Rape: The Scourge of Our Time
How Personal of a Personal Day

My Father

My father died on December 21st two years ago.

Since that time the unbelievable happened: we continued to live. It’s not hard to recall the intense pain and loss we experienced—experience. At the time it seemed inconceivable that life could continue when he was no longer with us. How is it that we are here and he is not? The power of that thought was overwhelming and guilt-inducing.

But, life does go on. Millennia of loss with life going on. That joining in with generations of mourners was what made me understand that I, too, can go on.  

I still have the seven-day Yahrzeit candle that was lit when we sat shiva for him. I still have a voice mail message from him—from two months before his death, days before he found out that he was dying of esophageal cancer. And I still have an intense feeling of missing an important component in my life. That’s what comes, I guess, from his having been such a kind, loving man—to his family and everyone he knew. A quiet redhead.

Maybe this sense of him that does not leave me nor can it leave me is the stuff of which ghosts are created. An image of the person—physical and internal—who passed, who was loved and whose loss is always present.

My mother said that he spoke to her in their bedroom after he died.

Death.
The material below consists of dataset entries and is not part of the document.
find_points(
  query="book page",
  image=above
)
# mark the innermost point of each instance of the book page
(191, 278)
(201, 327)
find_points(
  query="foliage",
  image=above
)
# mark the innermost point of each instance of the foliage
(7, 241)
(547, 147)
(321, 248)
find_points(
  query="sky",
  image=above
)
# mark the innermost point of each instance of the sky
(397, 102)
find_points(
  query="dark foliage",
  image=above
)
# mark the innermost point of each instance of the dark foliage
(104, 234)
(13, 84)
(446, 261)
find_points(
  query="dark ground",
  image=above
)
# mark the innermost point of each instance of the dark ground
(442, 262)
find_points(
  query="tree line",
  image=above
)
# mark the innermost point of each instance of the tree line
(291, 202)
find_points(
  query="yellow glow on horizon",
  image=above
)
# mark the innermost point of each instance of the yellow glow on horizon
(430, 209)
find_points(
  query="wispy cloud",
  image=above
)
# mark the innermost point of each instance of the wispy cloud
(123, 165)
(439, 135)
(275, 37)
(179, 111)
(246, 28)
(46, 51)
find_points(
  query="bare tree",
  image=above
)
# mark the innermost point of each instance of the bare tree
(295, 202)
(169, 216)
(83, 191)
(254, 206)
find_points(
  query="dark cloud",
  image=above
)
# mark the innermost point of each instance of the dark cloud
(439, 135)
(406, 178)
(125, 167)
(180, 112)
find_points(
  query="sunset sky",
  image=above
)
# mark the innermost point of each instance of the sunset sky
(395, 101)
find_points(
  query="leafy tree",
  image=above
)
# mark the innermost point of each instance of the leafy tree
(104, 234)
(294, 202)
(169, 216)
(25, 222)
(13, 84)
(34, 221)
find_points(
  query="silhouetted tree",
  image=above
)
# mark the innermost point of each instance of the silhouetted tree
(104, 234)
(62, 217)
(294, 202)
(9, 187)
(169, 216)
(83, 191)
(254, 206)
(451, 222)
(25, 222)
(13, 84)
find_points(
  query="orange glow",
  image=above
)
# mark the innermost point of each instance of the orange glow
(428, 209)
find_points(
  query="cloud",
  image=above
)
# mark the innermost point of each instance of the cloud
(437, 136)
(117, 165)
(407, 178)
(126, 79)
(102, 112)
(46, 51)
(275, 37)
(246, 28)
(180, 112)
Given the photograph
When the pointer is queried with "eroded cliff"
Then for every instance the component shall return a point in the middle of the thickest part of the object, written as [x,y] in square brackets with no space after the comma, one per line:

A part of life. It would be nice if it weren’t so. Thank goodness for internal flashbacks and the recollection of images and words and gestures and even sense of person from days of fullness. Thank goodness, indeed, for my father having been my father.

Comments

April

This is something you don't ever get over, but you do get through it. Once again, I'm sorry for your loss.

Laura

Thank you, April. The loss of a loved one really is a before / after event. The getting through part enables the natural incorporation of the person's memory into life.

All the best to you this year and beyond.